Nicholas Ray, renowned for his celebrated Film Noirs In A Lonely Place and They Live by Night, took a captivating detour into the Western genre with Johnny Guitar. This film, at first glance, may seem like a typical Western, but upon closer inspection, it reveals all the hallmarks of a Film Noir—morally ambiguous characters, sharp dialogue, and simmering tension. If you strip away the dusty saloons and frontier landscapes, you might easily mistake it for one of Ray’s shadowy urban dramas. This unique blend of genres is what makes Johnny Guitar a must-see for any film enthusiast.
The title is misleading. Johnny Guitar, played by Sterling Hayden, is a supporting figure at best, strumming through the film while the real fireworks happen between Joan Crawford’s Vienna and Mercedes McCambridge’s Emma Small.

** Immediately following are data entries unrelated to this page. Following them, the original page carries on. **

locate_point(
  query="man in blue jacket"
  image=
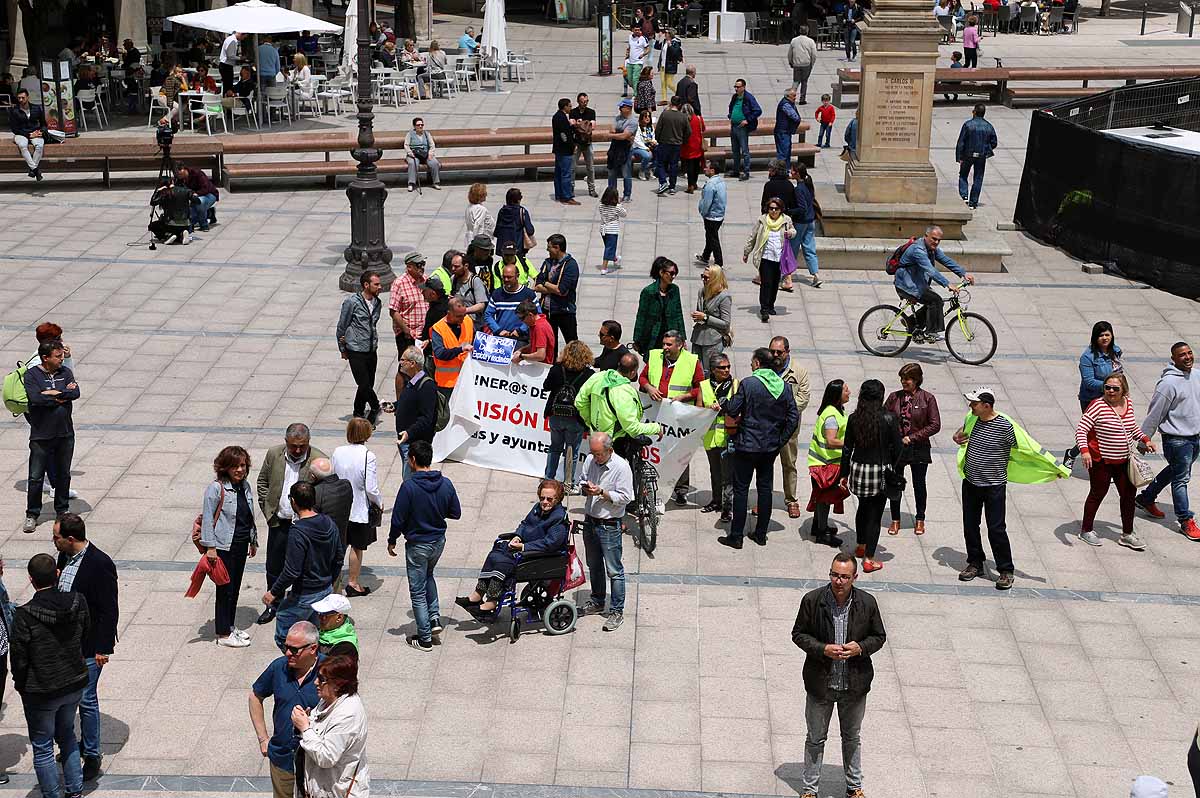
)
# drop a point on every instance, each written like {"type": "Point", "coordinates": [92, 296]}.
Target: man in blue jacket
{"type": "Point", "coordinates": [744, 113]}
{"type": "Point", "coordinates": [977, 143]}
{"type": "Point", "coordinates": [787, 121]}
{"type": "Point", "coordinates": [423, 505]}
{"type": "Point", "coordinates": [913, 279]}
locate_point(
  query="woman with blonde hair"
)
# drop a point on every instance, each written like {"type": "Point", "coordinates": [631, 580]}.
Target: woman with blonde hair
{"type": "Point", "coordinates": [357, 465]}
{"type": "Point", "coordinates": [567, 429]}
{"type": "Point", "coordinates": [479, 219]}
{"type": "Point", "coordinates": [713, 317]}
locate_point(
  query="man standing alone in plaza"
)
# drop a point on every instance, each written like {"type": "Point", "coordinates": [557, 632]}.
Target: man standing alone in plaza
{"type": "Point", "coordinates": [52, 391]}
{"type": "Point", "coordinates": [49, 673]}
{"type": "Point", "coordinates": [90, 573]}
{"type": "Point", "coordinates": [977, 143]}
{"type": "Point", "coordinates": [282, 467]}
{"type": "Point", "coordinates": [1175, 412]}
{"type": "Point", "coordinates": [838, 628]}
{"type": "Point", "coordinates": [358, 340]}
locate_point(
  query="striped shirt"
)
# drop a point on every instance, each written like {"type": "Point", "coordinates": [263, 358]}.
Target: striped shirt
{"type": "Point", "coordinates": [1114, 431]}
{"type": "Point", "coordinates": [988, 450]}
{"type": "Point", "coordinates": [610, 219]}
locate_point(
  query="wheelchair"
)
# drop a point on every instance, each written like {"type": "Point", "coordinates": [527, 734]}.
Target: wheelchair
{"type": "Point", "coordinates": [541, 598]}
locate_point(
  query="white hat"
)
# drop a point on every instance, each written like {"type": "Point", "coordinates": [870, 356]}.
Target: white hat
{"type": "Point", "coordinates": [333, 603]}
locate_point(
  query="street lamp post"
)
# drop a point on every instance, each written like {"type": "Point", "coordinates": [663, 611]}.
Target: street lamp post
{"type": "Point", "coordinates": [366, 192]}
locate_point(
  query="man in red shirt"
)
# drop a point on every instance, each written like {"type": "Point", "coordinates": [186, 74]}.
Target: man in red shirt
{"type": "Point", "coordinates": [541, 335]}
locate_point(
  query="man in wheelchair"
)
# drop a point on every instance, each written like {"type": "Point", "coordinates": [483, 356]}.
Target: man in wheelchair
{"type": "Point", "coordinates": [544, 532]}
{"type": "Point", "coordinates": [913, 277]}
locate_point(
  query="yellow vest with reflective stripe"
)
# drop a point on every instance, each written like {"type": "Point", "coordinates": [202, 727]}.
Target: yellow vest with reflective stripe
{"type": "Point", "coordinates": [682, 376]}
{"type": "Point", "coordinates": [820, 454]}
{"type": "Point", "coordinates": [715, 437]}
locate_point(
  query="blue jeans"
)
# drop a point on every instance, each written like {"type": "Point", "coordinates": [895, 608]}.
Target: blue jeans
{"type": "Point", "coordinates": [601, 546]}
{"type": "Point", "coordinates": [89, 712]}
{"type": "Point", "coordinates": [1180, 453]}
{"type": "Point", "coordinates": [564, 177]}
{"type": "Point", "coordinates": [295, 607]}
{"type": "Point", "coordinates": [805, 239]}
{"type": "Point", "coordinates": [53, 456]}
{"type": "Point", "coordinates": [666, 163]}
{"type": "Point", "coordinates": [564, 433]}
{"type": "Point", "coordinates": [976, 184]}
{"type": "Point", "coordinates": [52, 720]}
{"type": "Point", "coordinates": [201, 211]}
{"type": "Point", "coordinates": [420, 559]}
{"type": "Point", "coordinates": [741, 138]}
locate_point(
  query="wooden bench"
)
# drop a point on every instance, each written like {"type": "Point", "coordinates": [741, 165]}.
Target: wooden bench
{"type": "Point", "coordinates": [528, 161]}
{"type": "Point", "coordinates": [109, 155]}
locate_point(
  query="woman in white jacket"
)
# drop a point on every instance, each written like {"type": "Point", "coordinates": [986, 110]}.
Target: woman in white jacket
{"type": "Point", "coordinates": [357, 465]}
{"type": "Point", "coordinates": [334, 736]}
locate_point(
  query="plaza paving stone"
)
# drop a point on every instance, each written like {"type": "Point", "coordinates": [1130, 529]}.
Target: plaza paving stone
{"type": "Point", "coordinates": [1071, 685]}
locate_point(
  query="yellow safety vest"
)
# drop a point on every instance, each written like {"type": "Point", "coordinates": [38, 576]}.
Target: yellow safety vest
{"type": "Point", "coordinates": [682, 376]}
{"type": "Point", "coordinates": [819, 453]}
{"type": "Point", "coordinates": [715, 437]}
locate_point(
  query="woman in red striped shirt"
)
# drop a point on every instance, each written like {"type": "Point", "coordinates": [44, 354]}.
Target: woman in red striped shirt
{"type": "Point", "coordinates": [1104, 435]}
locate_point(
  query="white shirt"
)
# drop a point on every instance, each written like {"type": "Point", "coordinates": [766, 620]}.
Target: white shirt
{"type": "Point", "coordinates": [229, 49]}
{"type": "Point", "coordinates": [357, 465]}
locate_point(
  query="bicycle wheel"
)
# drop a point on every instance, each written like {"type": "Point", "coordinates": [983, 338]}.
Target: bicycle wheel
{"type": "Point", "coordinates": [971, 339]}
{"type": "Point", "coordinates": [882, 333]}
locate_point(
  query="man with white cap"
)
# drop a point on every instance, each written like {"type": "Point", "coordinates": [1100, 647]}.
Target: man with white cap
{"type": "Point", "coordinates": [989, 438]}
{"type": "Point", "coordinates": [337, 634]}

Both women dominate the story, and their performances are full of venom and defiance. Yet, their contributions have long been sidelined by the title itself. Why call it Johnny Guitar when Vienna practically carries the entire film on her shoulders? It’s a curious choice that arguably erases the centrality of its female leads.
But what a film it is. This isn’t your standard Western shoot-’em-up. Ray boldly plays with the genre’s conventions, crafting something deeply psychological and subversive. Its themes of power, gender, and loyalty feel decades ahead of their time. You’d be hard-pressed to find another Western that bends the genre this much until the revisionist takes of the 1970s. This subversion of Western genre conventions is what makes Johnny Guitar a film that stands out and intrigues any film enthusiast.
Johnny Guitar stands out not just as a Western but as an essential film from the 1950s that refuses to conform, much like its central character, Vienna. It’s bold, operatic, and unmistakably Ray. For anyone who thinks Westerns are all the same, this is the film to prove them wrong. Its refusal to conform to the typical Western narrative is what makes Johnny Guitar a film that inspires and opens up new possibilities for the Western genre.
Weird cult western which like all Nicholas Ray films, subverts its own genre. The narrative outline is broadly conventional, but this plays out more like romantic melodrama. Plus there is the pessimism of classic noir... Johnny Guitar (Sterling Hayden) arrives out of the past to complicate a frontier love affair. Like Gilda (1946)
Except it's two women who prowl the embers of burned out romance. Joan Crawford appears on the balcony of her saloon in cowboy duds with a six shooter strapped to her belt. And faces down a posse led by Mercedes McCambridge. They hate each other worse than Rita Hayworth and Glenn Ford...
Meanwhile, Hayden has thrown away his pistol! This gender reversal is presented with the amplified theatricality of a Tennessee Williams play. Except the B-picture dialogue is juvenile and pretentious and the psychosexual complications absurd. Preoccupied with this symbolism, Ray tells the story so badly it's difficult to care.
There's an artificial poverty row studio production with buzzy ersatz-Technicolor, which gives the picture an appropriately fake look... And Ray saves one final disappointment for the closing credits. Anyone hanging around to hear the glorious heartbreak-noir of Peggy Lee's theme song only gets a single verse!